It’s been five years.
(Insert Titanic GIF here)
My sister wrote a blog post recently reflecting on her experience studying abroad and the time that has passed since. So it seemed fitting to look back on the girl (me) who got on a plane to Wales five years ago today. I promise I will keep the Last 5 Years musical references to a minimum.
I am not that girl anymore. Nor am I the girl who got off another plane to come home three months later. I don’t want to be the same person I was five years ago, and I don’t think she would want that for me either. That is the wonderful thing about growth. It should never end.
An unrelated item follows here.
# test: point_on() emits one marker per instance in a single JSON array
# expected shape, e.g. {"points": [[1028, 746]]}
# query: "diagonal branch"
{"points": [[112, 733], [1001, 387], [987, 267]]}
Wales was just one of many catalysts that got me where I am today.
Looking back, I may not have gotten some of the things out of study abroad that I wish I had. BUT, I know I got exactly what I needed. Comparing my experience to anyone else’s sort of defeats the purpose of the road to self-discovery. Instead of focusing on what I could have done abroad, today is about focusing on the immeasurable things I did gain. Like the deepest friendship I have ever known (Caitie, that’s you). Or the conversations held over breakfast in hostels. And french flatmates who egg your enemies from a third-floor window. The memories and lessons I learned in my three short months will never leave me. And I constantly yearn for the day when I can return to the places I learned them.
So where does this leave me? I know I am not the girl abroad. I am more. There are more ways to learn about yourself and challenges to face without even leaving the state, let alone the country. Five years have seen me:
- Graduate with honors (debt-free!)
- Struggle to find a big girl job, take a part-time retail job in the meantime, only to find a big girl job and hate it
- Be in a toxic relationship, get engaged, and break it off
- Buy a car
- Fall in love with the perfect man (Eric, that’s you)
- Get a new job I adore and realize I never want to leave higher education
- Lose 40 lbs
- Learn to pole dance
- Run four 5k races
- Get accepted to a master’s program I cannot wait to start
When I first started going to Defy Gravity for pole dance classes, I mentioned to Eric and Caitie how much I regretted not taking them in Wales when I had the chance. Caitie congratulated me on living my best Welsh life. From time to time, Eric would ask me if I was still living my best Welsh life. I would always grin and say yes. But now I know I am living my best post-Welsh life. I may not be exploring new countries, but instead, I am exploring new opportunities. I am taking what I learned and the strength I gained and finding new small ways to use it every day. The 20-year-old who got on the plane five years ago knew she was about to see the world. Little did she know that seeing the world would become much more than a 3-month endeavor. It would be life long.
In keeping with tradition, Life Lessons:
Don’t drive through the part of the parking lot where the construction materials are kept. Spoiler alert, you’ll end up with a screw in your tire.
When the Jonas Brothers go on a reunion tour, don’t kid yourself into thinking you have principles. Spend the money on the tickets.